I couldn't sleep last night and so found myself insomniac-walking to my computer, creating the above images and texts. Some of the text came from an old notebook, a tiny verbal slice/slide of whenever that particular notebook page took place. I wonder about posting work which isn't finished, isn't tested and proved, hasn't even seen the sober light of a few days or weeks or years reflection.

But I like the idea of work in progress, of improvising before a virtual audience, like a jazz musician exploring certain approaches, certain materials before an audience, indeed sometimes in recordings. I value my recordings of, say, John Coltrane, where you can hear him in the process of developing his ideas. There are points of arrival, there is the thrill of exploration, of nascency, of a language forming its grammar and vocabulary. Not that I'm comparing myself to Trane. The blog can be an interesting form: a live feed, an up-to-the-minute notebook, an open studio.

And there is something of literature as a living art, as a breathing organism. Step right up to the blog to see some hot mitosis. Or mammals choosing to go back to the sea: What should I do with this extra leg? Do I need this fin, really? Does this gill make me look fat? I'm thinking this fluke is a bit pretentious. One day, I'll be the sleekest orangutan in the ocean, just you wait and see...

Comments

troylloyd said…
i love these 2:

" a pile of earth
on my desk
looking for a hole "


" the world is our body
or rather
vice versa "




interesting about " disappearance of human languages on earth are intimately related, part of the same extinction ", i've been trying to learn Swedish & sometimes spend time on svenskspråk forums trying to pick stuff up -- this person indicates a trend of a how an imported language can have a corrosive effect on the native tongue & i'd imagine over generations could totally corrupt the natural mother tongue :
- - - - - - - - - - - - - -
Yes. Looking at it from our angle, it's an increasing cause of grief. People read so much English text these days that they have started to break up words into their smaller parts in everyday writing, just like they would in English. The phenomenon is known as "särskrivning" ("apart-writing"). Not only does it look really ugly and makes the writer come across as ignorant, it can also make phrases take on very different meanings. Like:

"Extrapris" ("sale") becomes "extra pris" which makes it seem like there's an extra fee today

"Vår kassapersonal" ("our cashier staff") becomes "vår kassa personal" ("our good-for-nothing staff")

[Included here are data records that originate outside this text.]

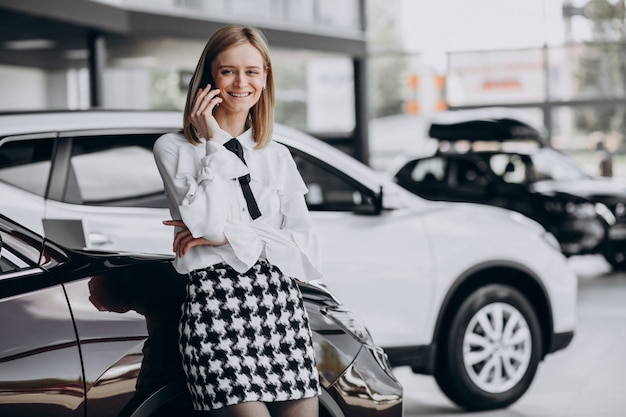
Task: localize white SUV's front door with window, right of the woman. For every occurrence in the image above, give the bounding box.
[292,149,434,347]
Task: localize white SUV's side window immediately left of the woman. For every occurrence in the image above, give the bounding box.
[70,134,167,208]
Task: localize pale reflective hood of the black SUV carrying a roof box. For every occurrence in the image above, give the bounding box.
[532,178,626,201]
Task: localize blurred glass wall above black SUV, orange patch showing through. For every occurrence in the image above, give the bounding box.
[446,42,626,177]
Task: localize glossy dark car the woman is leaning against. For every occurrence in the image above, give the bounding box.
[0,215,402,417]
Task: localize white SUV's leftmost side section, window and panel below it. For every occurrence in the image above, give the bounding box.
[0,133,56,233]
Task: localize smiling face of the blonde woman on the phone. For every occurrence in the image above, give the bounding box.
[211,42,267,115]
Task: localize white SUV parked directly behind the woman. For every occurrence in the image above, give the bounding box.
[0,111,577,410]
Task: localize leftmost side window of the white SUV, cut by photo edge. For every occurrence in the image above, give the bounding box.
[0,138,54,197]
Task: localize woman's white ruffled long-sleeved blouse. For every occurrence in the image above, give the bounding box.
[154,129,322,281]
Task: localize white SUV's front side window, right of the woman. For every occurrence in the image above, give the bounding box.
[292,149,375,212]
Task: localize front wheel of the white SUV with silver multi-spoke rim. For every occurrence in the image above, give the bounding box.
[435,284,542,410]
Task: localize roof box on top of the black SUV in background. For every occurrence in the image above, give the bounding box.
[428,108,547,146]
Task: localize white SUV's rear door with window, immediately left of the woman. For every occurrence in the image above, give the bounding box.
[44,131,173,253]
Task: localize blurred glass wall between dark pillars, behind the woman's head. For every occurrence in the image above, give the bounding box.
[97,39,356,135]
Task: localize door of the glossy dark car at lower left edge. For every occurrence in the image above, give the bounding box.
[0,219,85,417]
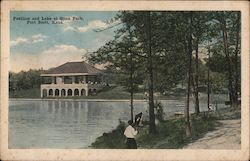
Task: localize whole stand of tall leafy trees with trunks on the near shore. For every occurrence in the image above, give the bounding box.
[90,11,240,135]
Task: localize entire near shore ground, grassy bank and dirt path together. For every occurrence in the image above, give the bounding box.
[90,108,241,150]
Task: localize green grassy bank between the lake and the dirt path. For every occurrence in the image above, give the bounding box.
[91,109,240,149]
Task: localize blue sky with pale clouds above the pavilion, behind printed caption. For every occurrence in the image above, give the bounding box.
[9,11,120,72]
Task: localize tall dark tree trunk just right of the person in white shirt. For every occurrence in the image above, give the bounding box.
[146,11,156,134]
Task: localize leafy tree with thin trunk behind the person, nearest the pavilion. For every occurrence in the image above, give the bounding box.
[89,18,141,121]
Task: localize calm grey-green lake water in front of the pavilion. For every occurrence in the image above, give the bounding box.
[9,97,228,149]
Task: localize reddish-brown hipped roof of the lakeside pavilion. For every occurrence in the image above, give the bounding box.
[44,61,101,75]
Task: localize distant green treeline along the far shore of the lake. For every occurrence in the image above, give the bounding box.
[9,64,230,93]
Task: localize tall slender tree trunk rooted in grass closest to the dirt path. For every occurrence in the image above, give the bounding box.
[185,12,193,137]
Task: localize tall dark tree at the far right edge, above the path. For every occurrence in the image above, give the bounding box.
[214,11,241,107]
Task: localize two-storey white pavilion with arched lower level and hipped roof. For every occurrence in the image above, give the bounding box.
[41,61,104,98]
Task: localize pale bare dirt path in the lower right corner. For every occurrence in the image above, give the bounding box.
[183,119,241,149]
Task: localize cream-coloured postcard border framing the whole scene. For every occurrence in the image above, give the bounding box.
[0,1,250,161]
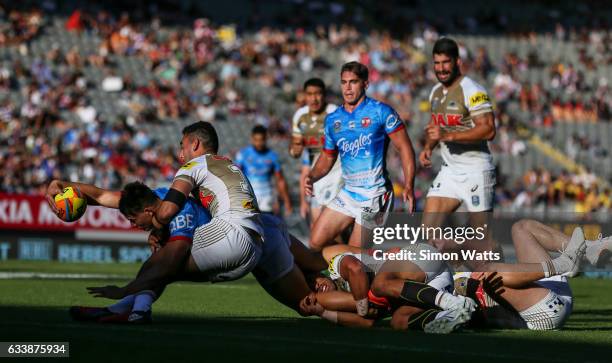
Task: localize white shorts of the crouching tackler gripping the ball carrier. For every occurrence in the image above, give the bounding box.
[191,217,262,282]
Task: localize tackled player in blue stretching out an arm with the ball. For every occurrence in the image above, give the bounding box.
[47,182,325,322]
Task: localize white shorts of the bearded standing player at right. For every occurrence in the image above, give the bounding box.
[427,166,496,212]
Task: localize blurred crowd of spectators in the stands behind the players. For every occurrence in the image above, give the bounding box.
[0,2,612,216]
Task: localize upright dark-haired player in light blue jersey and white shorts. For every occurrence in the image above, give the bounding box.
[305,62,414,250]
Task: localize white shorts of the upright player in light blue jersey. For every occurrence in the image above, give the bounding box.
[327,189,393,229]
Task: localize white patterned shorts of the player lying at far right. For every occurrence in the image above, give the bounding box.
[519,276,573,330]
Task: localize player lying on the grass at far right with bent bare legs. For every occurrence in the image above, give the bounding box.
[455,220,606,330]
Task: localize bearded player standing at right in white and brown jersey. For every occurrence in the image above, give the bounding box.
[419,38,495,225]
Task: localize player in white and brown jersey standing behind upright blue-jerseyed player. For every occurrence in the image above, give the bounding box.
[289,78,342,224]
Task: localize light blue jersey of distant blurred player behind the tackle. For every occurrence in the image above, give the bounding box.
[234,145,281,199]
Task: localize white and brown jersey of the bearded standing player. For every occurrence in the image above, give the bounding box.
[429,76,494,172]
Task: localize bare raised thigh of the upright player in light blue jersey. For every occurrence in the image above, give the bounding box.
[309,208,354,251]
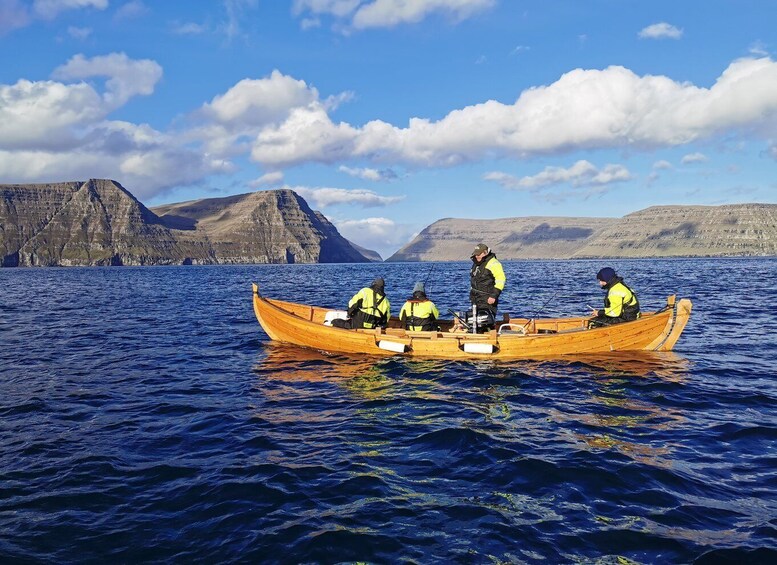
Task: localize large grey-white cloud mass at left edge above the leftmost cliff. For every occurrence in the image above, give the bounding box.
[0,54,227,197]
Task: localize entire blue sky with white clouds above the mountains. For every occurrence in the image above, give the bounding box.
[0,0,777,257]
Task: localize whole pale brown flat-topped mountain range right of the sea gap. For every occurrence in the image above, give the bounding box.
[387,204,777,261]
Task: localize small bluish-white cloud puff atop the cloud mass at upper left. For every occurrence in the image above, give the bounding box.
[52,53,162,109]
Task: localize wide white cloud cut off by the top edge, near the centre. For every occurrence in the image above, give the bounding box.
[294,0,495,29]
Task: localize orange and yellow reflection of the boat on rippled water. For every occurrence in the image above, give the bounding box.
[254,342,690,467]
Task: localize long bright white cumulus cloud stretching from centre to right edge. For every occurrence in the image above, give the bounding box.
[251,58,777,167]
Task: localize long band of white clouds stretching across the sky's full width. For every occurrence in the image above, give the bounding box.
[0,52,777,198]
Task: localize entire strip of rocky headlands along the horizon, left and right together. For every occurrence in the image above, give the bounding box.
[0,179,777,267]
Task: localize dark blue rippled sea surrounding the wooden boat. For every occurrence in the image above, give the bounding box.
[0,259,777,564]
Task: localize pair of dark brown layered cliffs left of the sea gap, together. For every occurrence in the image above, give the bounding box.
[0,179,370,267]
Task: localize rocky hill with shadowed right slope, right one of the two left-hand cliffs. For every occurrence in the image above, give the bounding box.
[152,190,367,263]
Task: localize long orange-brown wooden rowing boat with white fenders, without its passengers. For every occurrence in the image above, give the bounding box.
[253,284,692,359]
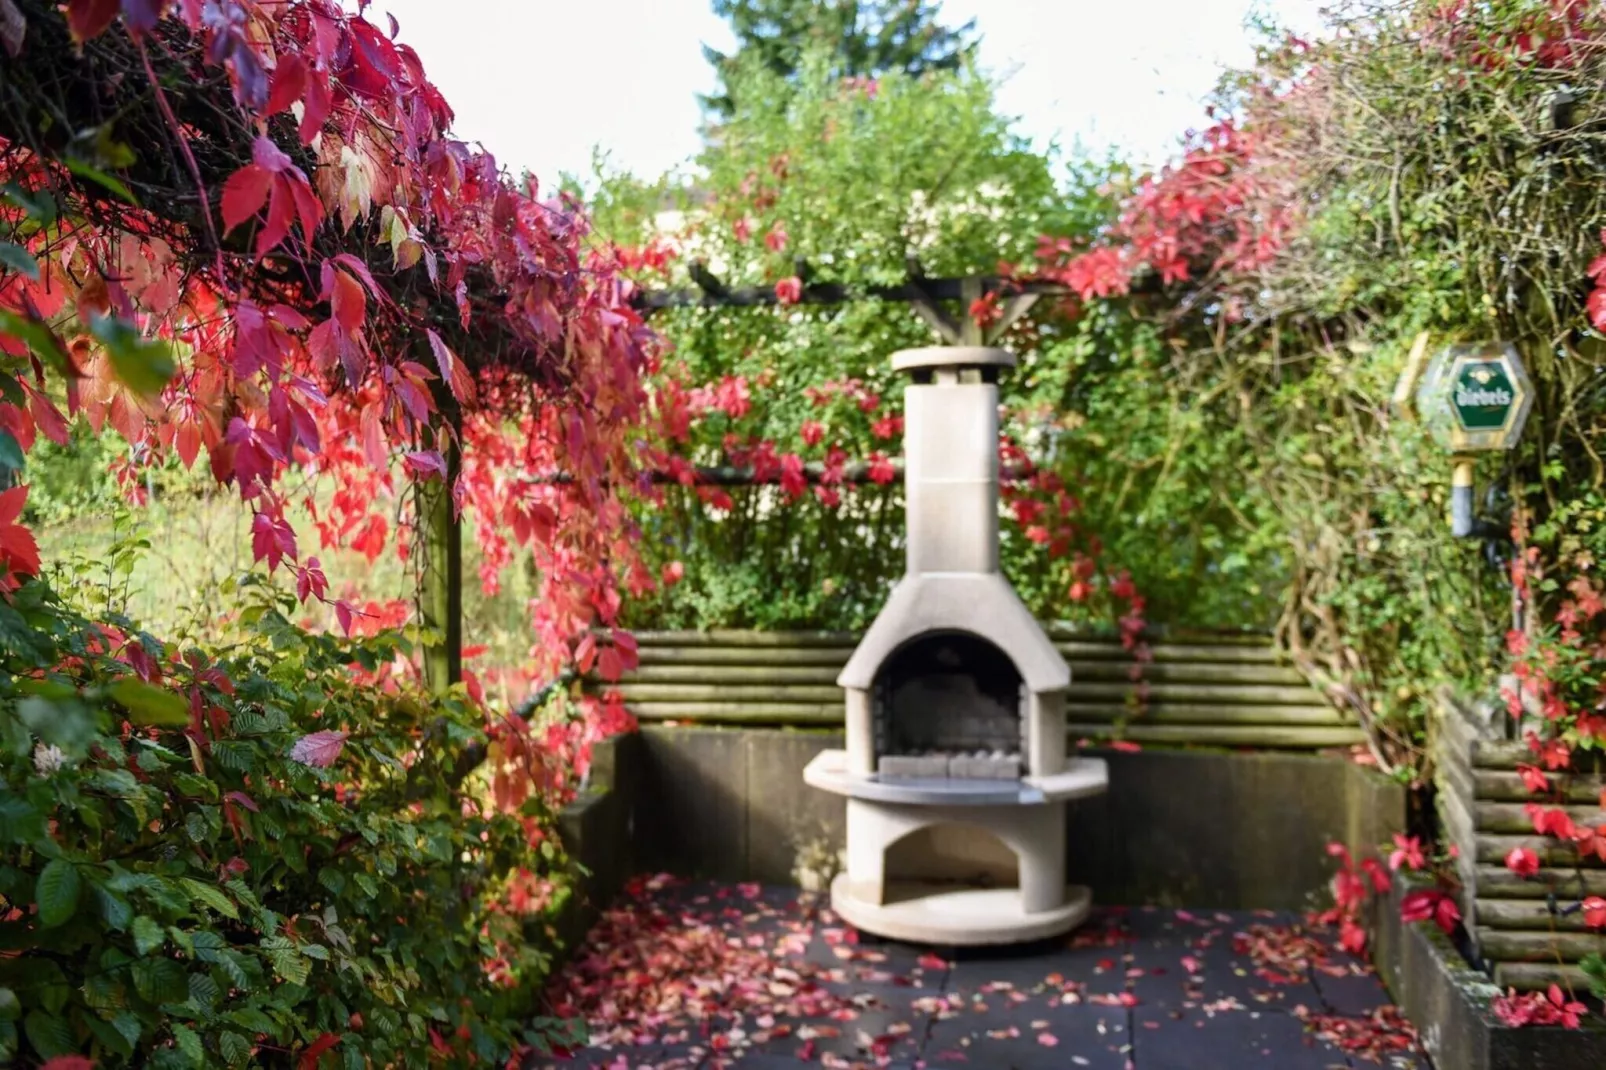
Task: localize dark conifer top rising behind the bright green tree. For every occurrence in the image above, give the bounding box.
[702,0,975,119]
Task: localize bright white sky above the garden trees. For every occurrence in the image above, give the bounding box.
[369,0,1325,186]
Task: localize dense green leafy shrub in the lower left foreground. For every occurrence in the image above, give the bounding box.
[0,580,578,1067]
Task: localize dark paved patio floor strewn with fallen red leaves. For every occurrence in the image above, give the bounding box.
[527,877,1429,1070]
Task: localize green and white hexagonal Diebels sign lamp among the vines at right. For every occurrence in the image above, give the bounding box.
[1416,342,1534,453]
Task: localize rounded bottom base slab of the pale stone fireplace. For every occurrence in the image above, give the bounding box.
[830,874,1092,946]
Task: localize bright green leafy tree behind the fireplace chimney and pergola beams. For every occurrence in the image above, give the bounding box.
[593,50,1175,627]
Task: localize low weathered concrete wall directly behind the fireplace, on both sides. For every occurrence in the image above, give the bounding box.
[622,726,1405,908]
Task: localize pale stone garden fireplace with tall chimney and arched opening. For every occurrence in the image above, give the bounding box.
[803,347,1107,945]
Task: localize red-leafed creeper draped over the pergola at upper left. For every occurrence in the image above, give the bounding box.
[0,0,654,677]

"sjönära tomt" ("lakeside property") becomes "sjö nära tomt" ("lake close to property")

and so on...
- - - - - - - - - - - - - - -
...i dunno, i mean i know language evolves over time & i'd say i'm a descriptivist as opposed to a prescriptivist, so i usually go along with how people are actually using any given language -- the ancient Anglo-Saxon is so much different than our modern English, yet it's still inherently the same...hmm, i dunno (again)


oh yeah, i dig the 'Trane analogy, Live From Barwinland : Chasin' the Serif Sans! -- blogging does have that certain aspect of live improv & also happy accidents & also the jam sessions...wave after wave inna electromagnetic ocean.

gary barwin said…
Hi Troy,

Thanks for your comments. As always a charge across the electromaginot line, a lightning strike over the electroimagnetationary ocean. (to form some reverse särskrivningneologisms.)

The idea of fortifying against a colonizing or viral language is interesting. In Quebec, there is legislation which decrees that French words in signs have to be a certain proportion bigger than the English (or other language) words. The store "Eaton's" had to loose its appostrophes. There is lots of "le parking" but, unlike France, there isn't a government body to stop such Anglo incursions. But, I do agree that language is syncretic. English is pre-eminently so. Yiddish also comes to mind. (And as a way to coopt the language of the dominant culture.) Syncretisim is an important cultural process: without it, for example, there wouldn't be jazz. However, you do rightly imply the difference between colonization by a marauding language superpower, and creative fertilization.

I do think a lot about biodiversity when it comes to languages and language expression. I wouldn't want to lose a single isolated dialect. On the other hand, I relish language evolution. There are some language equivalents to the World Wildlife Fund who are trying to maintain language biodiversity. And at the very least, a working archive of spoken and written languages which seem inexorably heading toward extinction.